Dolemite (1975) & The Human Tornado (1976)



          Scabrous comedian Rudy Ray Moore made his big-screen debut as the producer, star, and cowriter of the hellaciously bad blaxploitation romp Dolemite. The title character is a pimp/entertainer/vigilante who leads a squad of martial arts-trained prostitutes on a righteous crusade against an underworld opponent. The movie is exactly as insipid as its premise, with the tawdry nature of the project exacerbated by disjointed storytelling and terrible acting. Further, Dolemite awkwardly ricochets between action, comedy, sex, and violence. Despite having the right ingredients for a proper blaxploitation joint, Moore and his collaborators—including director/costar D’Urville Martin—contribute such amateurish work that watching Dolemite is a painful chore. For instance, the movie begins with Dolemite (Moore) getting released from prison in order to function as an undercover operative for law-enforcement authorities. Yet he’s met at the prison gate by a carload of hookers, and moments later, Dolemite grabs a machine gun from his car and cheerfully murders several would-be assailants. Huh?
          To be fair, low-rent blaxploitation pictures were never big on logic, since the fun of such movies stems from kitschy style and lurid thrills. Nonetheless, Dolemite is so stunningly stupid that it’s hard to go along for the ride. Consider these inane lines of dialogue: “Dolemite is my name, and fuckin’ up motherfuckers is my game”; “Man, move over and let me pass ’fore they have to be pullin’ these Hush Puppies out your motherfuckin’ ass!” There’s a certain traffic-accident fascination to be had in watching the crude and unfunny Moore, who seems as if he was suffering from a concussion during filming. Still, determining exactly what audiences found charming about the man and his ridiculous onscreen alter ego is challenging.
          When Dolemite returned a year later in The Human Tornado, Moore truly let his freak flag fly.

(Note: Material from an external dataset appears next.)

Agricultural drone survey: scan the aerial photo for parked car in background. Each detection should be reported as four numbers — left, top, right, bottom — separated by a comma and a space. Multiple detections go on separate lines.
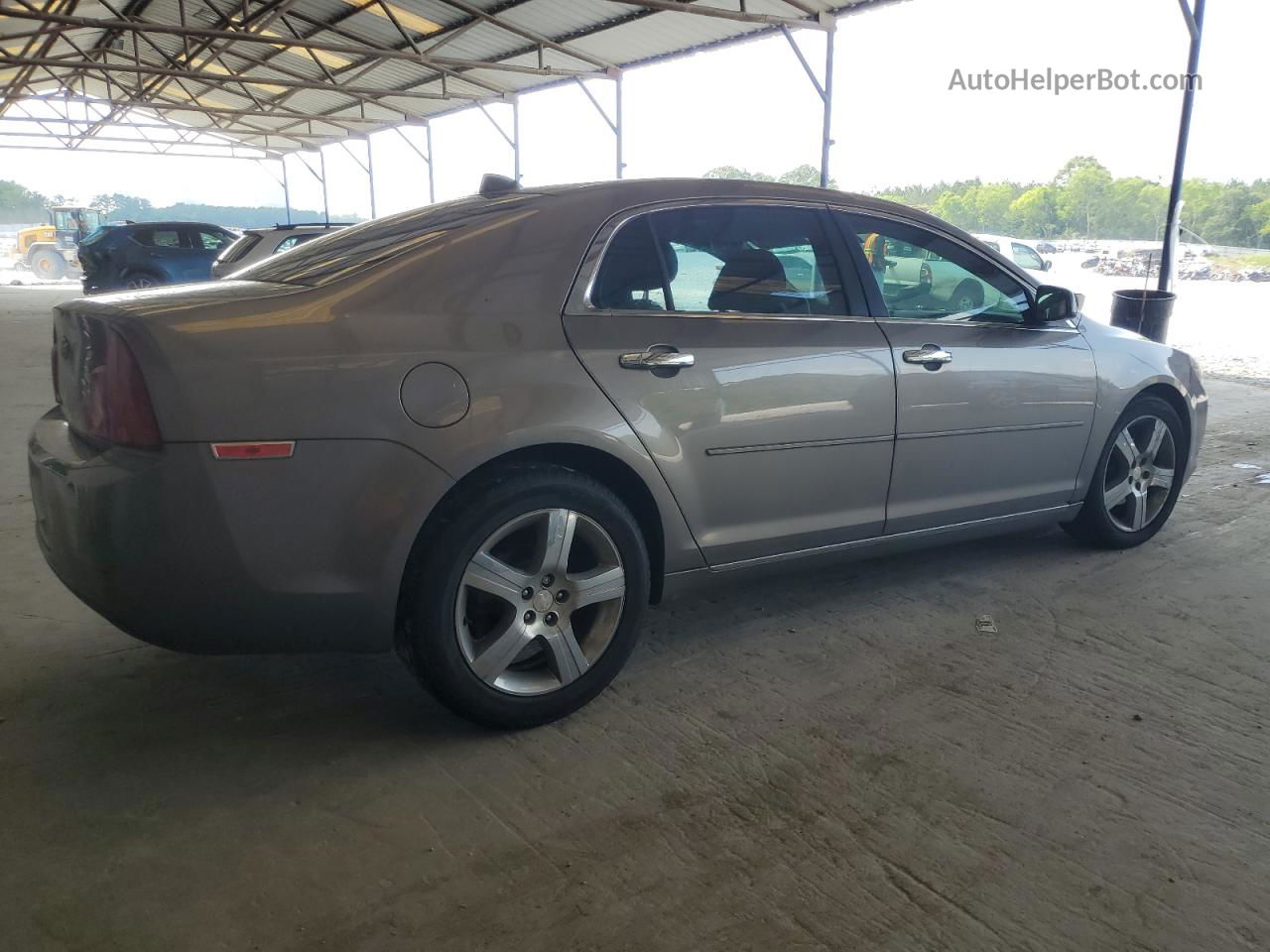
78, 221, 236, 295
28, 178, 1207, 726
212, 222, 348, 278
975, 235, 1051, 272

Disjointed, perverse, and surreal, The Human Tornado is a blaxploitation movie on acid. Worse, it seems as if Moore intended for the movie to be a comedy. The plot has something to do with Dolemite fleeing the south after getting caught in bed with a white woman who paid him for sex, because her husband is a crazed redneck sheriff. Dolemite decamps to Los Angeles, where he helps a friend who’s being shaken down by the mob. (Never mind that the friend runs a prostitution ring.)
          In addition to profane dialogue and tragic ’70s fashions (all those jumpsuits!), The Human Tornado features several genuinely bizarre scenes. Half-naked hookers are tortured by a woman wearing grotesque wicked-witch makeup straight out of H.R. Pufnstuf. Dolemite services a woman with such intensity that he literally causes the house around them to disintegrate. (He’s a human tornado, get it?) In another bedroom scene, (offscreen) cunnilingus is intercut with Dolemite eating chicken. Oh, and after Dolemite jumps off a steep cliff, the movie freezes, the text “instant replay” appears on screen, and Moore’s voice intones: “Some of y’all don’t believe I jumped, so watch this good shit!” Then the jump replays. Oy. Need we mention the dream sequence in which naked studs emerge from toy boxes and then ride a slide into a sex-crazed woman’s embrace?
          And since cataloguing the oddities of a Rudy Ray Moore joint wouldn’t be complete without citing at least one choice line of dialogue, consider this sweet remark Dolemite makes to a lover: “All right, let’s get this shit over—I ain’t got all day.” Romance, thy name is Dolemite. In addition to making other projects, Moore periodically returned to the Dolemite character, starring in Shaolin Dolemite (1999) and The Return of Dolemite (2002), before passing away in 2008.

Dolemite: LAME
The Human Tornado: FREAKY

2 comments:

Movieman 65 said...

Your review was funnier than anything that's in the movie.

charlotte said...

I humbly suggest that you go back on the Dolemite movies after watching Eddie Murphy's biopic on R. R. Moore. Maybe the yardsticks to assess Dolemite need be adjusted /expanded - especially when it comes to Moore's pioneering rhyming speech (>rap).